Downregulation of Hcm1 during functions of the cell wall integrity checkpoint is lost in cells harboring Hcm1 S61A, S65A, or S66A. (A) Cells of Hcm1 phosphorylation site amino acid replacement mutants of the indicated strains (YOC4879, YOC4896, YOC5085, and YOC4841) were examined for their protein levels during the functioning of the cell wall integrity checkpoint. Cells were synchronized to G₁ phase by elutriation, cultured at 37°C, and subjected to Western blot analysis in a time course manner along with the asynchronized untagged control (YOC1087, fks1-1154 Asyn.). Protein extracts were subjected to SDS-PAGE, followed by anti-HA Western blotting along with the loading controls (PSTAIRE). (B) Quantification of Hcm1 level to that of the Cdc28 loading control from panel A.

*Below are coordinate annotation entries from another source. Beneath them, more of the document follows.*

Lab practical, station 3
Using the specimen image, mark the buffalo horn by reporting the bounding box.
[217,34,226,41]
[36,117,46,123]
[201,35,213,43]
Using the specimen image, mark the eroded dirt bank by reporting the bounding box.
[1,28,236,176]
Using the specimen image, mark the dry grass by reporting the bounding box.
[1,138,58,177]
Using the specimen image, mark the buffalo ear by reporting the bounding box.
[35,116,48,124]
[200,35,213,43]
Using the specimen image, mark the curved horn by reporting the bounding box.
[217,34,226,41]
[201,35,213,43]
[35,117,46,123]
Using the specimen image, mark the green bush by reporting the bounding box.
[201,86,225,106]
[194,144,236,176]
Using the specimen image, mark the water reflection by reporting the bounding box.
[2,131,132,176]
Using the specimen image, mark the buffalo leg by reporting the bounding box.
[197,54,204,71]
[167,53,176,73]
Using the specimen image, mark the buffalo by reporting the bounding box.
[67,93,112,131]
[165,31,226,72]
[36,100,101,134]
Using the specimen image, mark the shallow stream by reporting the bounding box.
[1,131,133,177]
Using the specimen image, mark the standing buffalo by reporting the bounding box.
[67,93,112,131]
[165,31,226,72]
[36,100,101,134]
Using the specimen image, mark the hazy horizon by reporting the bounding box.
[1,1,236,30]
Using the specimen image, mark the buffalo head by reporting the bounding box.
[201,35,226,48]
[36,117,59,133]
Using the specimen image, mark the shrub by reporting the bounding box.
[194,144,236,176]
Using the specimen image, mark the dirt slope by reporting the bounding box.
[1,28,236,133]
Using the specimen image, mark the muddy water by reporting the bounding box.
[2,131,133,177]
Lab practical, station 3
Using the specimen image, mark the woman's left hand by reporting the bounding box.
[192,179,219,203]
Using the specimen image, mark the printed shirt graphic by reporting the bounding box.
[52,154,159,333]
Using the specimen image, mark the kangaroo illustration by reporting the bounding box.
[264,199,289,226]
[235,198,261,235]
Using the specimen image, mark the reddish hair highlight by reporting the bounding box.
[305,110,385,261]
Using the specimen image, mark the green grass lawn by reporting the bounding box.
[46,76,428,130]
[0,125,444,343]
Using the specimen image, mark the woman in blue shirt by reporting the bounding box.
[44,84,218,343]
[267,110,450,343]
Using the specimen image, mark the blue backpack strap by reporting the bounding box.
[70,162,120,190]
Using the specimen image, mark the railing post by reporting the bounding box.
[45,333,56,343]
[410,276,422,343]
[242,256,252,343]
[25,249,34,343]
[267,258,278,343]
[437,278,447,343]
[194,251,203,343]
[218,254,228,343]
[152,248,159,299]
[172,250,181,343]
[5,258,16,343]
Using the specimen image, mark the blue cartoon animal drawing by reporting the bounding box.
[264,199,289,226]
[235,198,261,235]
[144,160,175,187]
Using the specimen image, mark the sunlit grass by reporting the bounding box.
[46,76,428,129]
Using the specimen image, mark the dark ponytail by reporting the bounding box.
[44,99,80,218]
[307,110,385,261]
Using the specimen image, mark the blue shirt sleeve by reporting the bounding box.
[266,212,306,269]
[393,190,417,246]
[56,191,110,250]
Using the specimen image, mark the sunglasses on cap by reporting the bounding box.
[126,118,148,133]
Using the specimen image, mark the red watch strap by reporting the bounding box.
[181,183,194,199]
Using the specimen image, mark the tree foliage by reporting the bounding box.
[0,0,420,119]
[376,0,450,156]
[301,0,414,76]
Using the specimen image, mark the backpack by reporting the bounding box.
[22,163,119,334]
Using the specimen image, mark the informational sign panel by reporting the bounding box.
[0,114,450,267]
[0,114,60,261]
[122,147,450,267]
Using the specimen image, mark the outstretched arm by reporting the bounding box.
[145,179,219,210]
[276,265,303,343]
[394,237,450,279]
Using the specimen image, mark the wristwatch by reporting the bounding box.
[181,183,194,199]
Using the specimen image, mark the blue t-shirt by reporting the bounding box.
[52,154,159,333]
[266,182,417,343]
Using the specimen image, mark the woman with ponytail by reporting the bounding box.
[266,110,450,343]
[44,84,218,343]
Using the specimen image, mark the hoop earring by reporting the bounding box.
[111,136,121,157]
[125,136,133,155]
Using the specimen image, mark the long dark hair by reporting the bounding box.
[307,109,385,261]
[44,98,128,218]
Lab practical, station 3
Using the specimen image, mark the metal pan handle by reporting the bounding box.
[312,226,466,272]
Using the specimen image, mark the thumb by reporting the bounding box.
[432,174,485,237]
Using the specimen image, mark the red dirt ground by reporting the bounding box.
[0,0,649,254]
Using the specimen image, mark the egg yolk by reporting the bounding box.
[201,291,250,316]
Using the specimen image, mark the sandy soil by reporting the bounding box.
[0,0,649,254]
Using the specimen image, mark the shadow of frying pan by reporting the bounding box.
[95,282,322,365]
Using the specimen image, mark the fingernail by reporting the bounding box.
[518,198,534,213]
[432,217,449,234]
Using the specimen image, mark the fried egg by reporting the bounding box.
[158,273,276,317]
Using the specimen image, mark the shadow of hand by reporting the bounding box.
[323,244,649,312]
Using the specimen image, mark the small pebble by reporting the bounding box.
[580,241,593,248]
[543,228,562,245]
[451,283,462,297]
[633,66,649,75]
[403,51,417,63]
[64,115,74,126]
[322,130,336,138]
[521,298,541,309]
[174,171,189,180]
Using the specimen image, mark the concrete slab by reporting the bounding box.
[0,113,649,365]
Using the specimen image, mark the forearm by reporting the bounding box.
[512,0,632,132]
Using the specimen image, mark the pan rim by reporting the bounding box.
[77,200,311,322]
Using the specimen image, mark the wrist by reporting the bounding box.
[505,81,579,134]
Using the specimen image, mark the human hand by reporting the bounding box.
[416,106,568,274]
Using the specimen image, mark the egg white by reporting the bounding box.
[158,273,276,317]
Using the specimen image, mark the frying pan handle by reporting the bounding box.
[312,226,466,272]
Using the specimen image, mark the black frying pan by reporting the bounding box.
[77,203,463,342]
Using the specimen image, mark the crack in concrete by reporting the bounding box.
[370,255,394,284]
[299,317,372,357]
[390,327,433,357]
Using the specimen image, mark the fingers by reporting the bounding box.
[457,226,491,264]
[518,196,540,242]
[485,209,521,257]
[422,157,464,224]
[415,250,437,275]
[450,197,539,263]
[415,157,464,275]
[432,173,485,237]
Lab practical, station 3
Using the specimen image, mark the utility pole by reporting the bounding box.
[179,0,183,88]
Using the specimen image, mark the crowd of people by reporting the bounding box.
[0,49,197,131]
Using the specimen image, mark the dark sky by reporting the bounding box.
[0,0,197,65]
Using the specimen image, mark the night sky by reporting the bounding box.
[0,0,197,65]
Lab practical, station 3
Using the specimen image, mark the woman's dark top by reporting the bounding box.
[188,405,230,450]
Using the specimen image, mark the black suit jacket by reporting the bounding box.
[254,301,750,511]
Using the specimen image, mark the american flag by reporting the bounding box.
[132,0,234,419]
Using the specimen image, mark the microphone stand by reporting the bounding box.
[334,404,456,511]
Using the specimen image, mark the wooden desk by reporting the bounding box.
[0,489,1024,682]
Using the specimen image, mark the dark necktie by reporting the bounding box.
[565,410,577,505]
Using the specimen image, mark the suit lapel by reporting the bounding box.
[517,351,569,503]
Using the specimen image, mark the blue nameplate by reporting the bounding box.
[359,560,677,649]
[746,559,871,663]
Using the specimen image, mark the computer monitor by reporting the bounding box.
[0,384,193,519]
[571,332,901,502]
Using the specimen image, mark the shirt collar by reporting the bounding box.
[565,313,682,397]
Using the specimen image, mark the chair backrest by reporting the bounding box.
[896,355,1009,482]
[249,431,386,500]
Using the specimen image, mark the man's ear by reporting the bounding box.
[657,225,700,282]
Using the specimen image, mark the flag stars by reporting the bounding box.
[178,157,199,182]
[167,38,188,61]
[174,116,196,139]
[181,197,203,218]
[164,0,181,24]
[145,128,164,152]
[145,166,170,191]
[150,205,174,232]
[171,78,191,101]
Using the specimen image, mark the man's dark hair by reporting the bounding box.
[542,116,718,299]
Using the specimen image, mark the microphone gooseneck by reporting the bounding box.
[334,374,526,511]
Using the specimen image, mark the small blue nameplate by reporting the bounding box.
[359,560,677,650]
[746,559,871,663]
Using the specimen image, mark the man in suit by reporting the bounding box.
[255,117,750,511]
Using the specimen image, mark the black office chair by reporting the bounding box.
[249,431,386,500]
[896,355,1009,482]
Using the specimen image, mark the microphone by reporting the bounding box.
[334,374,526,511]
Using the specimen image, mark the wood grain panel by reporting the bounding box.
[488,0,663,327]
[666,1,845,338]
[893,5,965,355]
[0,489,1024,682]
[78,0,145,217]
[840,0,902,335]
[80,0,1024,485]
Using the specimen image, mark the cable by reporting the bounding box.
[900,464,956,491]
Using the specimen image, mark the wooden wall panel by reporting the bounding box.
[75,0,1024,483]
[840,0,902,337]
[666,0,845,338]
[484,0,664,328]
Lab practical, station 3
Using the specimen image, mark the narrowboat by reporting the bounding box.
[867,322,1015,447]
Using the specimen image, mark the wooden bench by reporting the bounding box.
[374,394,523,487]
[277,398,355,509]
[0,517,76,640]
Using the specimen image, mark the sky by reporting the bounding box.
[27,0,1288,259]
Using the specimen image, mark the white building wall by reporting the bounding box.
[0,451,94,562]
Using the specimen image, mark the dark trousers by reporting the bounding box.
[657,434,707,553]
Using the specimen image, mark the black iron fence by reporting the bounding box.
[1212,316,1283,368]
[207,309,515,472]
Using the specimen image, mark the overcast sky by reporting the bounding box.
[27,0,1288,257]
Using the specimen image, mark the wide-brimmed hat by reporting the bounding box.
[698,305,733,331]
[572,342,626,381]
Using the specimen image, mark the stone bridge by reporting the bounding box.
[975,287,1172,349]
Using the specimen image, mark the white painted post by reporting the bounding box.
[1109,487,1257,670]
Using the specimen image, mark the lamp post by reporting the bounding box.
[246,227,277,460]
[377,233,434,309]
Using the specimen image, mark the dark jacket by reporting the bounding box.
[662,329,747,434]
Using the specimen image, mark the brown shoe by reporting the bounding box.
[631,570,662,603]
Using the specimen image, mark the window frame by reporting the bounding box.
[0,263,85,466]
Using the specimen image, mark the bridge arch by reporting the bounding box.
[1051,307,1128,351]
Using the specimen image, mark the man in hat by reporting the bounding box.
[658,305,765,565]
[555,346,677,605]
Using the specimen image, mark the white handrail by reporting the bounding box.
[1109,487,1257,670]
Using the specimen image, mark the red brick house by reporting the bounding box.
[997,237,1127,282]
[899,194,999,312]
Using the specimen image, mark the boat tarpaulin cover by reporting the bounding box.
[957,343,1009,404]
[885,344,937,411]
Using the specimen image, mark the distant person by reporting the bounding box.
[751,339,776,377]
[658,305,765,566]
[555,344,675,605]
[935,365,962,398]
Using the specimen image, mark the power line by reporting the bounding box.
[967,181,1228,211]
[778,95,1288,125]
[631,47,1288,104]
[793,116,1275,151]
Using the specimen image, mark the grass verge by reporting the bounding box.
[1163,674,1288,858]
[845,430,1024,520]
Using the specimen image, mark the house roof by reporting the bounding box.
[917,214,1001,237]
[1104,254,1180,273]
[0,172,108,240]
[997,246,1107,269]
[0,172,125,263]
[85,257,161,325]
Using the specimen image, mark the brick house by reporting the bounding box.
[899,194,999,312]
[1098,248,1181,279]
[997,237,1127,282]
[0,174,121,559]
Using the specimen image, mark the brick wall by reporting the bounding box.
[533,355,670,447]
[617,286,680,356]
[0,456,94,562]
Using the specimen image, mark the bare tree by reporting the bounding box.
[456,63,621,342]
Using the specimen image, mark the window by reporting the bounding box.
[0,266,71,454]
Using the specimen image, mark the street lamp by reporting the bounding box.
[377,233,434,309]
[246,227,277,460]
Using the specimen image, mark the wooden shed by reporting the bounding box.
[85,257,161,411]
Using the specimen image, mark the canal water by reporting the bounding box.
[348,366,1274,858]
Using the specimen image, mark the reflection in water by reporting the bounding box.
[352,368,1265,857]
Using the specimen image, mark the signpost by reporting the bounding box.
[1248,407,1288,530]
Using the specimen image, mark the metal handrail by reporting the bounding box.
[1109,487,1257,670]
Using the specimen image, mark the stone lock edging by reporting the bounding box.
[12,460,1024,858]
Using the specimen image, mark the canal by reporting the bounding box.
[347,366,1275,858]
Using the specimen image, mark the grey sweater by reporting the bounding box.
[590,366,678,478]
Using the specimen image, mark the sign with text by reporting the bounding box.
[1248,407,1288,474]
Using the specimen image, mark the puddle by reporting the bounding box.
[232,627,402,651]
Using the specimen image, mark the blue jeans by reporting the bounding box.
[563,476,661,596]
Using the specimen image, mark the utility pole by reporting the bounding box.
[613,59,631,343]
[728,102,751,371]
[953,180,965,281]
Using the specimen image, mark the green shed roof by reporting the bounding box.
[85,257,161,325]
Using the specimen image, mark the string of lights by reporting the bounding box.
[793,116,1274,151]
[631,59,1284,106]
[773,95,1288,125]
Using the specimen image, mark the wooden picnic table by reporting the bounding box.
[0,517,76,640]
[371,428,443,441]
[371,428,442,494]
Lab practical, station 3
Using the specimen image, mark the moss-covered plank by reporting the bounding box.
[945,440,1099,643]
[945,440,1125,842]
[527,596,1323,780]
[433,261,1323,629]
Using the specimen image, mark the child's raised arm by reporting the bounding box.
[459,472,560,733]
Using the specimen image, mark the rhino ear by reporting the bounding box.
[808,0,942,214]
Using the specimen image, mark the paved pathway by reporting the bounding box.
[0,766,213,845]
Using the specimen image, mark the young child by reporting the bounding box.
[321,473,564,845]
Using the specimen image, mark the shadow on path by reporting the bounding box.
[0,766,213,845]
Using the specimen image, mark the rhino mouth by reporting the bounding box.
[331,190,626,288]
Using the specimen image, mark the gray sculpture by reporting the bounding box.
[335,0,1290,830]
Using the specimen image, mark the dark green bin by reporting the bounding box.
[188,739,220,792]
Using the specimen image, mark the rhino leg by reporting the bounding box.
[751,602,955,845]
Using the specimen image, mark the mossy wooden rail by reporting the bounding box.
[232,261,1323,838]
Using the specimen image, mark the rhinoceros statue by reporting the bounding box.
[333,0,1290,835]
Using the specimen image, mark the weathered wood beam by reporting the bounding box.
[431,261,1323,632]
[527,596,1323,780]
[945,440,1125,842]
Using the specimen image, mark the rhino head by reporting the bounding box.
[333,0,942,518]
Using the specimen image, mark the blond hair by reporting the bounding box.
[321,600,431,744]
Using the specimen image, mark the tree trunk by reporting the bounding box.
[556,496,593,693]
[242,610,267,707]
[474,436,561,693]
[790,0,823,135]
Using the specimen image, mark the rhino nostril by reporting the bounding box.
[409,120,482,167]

S61, S65, and S66 Hcm1 phosphorylation sites are required to regulate the protein level of the cell wall integrity checkpoint. (A) The loss of Hcm1 phosphorylation sites inhibits Hcm1 protein degradation. Cells of the indicated strains (YOC4878 and YOC5057) were subjected to cycloheximide chase assay, and protein extracts were collected at different time points, followed by Western blotting together with the untagged control (YOC1001). (B) Quantification of images shown in panel A. (C) Cells harboring hcm1 S61A_S65A_S66A have a defective cell wall integrity checkpoint. Cells of the indicated strains (YOC4879 and YOC5058) were synchronized at the G₁ phase by elutriation and released into YPD media at 37°C. The inhibition of bud growth (left) and bipolar spindle formation (right) were quantified at the indicated time points (n > 200 for each time point). (D) Representative images of data shown in panel C 0 and 180 min after release. Arrows indicate bipolar spindles. (E) Downregulation of Hcm1 during the functioning of the cell wall integrity checkpoint is lost in cells harboring hcm1 S61A_S65A_S66A. Cells were prepared as described for panel C and subjected to SDS-PAGE, followed by anti-HA Western blotting after Phos-tag gel electrophoresis, along with control electrophoresis and loading controls (PSTAIRE). (F) Quantification of Hcm1 level to that of the Cdc28 loading control from panel E. Proportions of phospho- and dephospho-Hcm1 are indicated by gray and black bars, respectively, at each level of Hcm1 detected. (G) Cells prepared in a manner similar to that for panel C were examined for HCM1, FKH2, and ACT1 transcription during functions of the active cell wall integrity checkpoint by Northern blotting in a time course manner. (H) Inhibition of Clb2 expression by the cell wall integrity checkpoint is partially suppressed by the loss of Hcm1 phosphorylation sites. Cells of the indicated strains (YOC5096 and YOC5097) were prepared as described for panel E, and their Myc-tagged Clb2 protein levels were determined by Western blotting. (I) Quantification of Clb2 level normalized to that of the Cdc28 loading control from panel F. (J) Cells of the indicated strains (YOC5096 and YOC5097) were prepared as described for panel H, except they were cultured at the permissive temperature of 25°C. (K) Quantification of Clb2 level normalized to that of the Cdc28 loading control from panel H.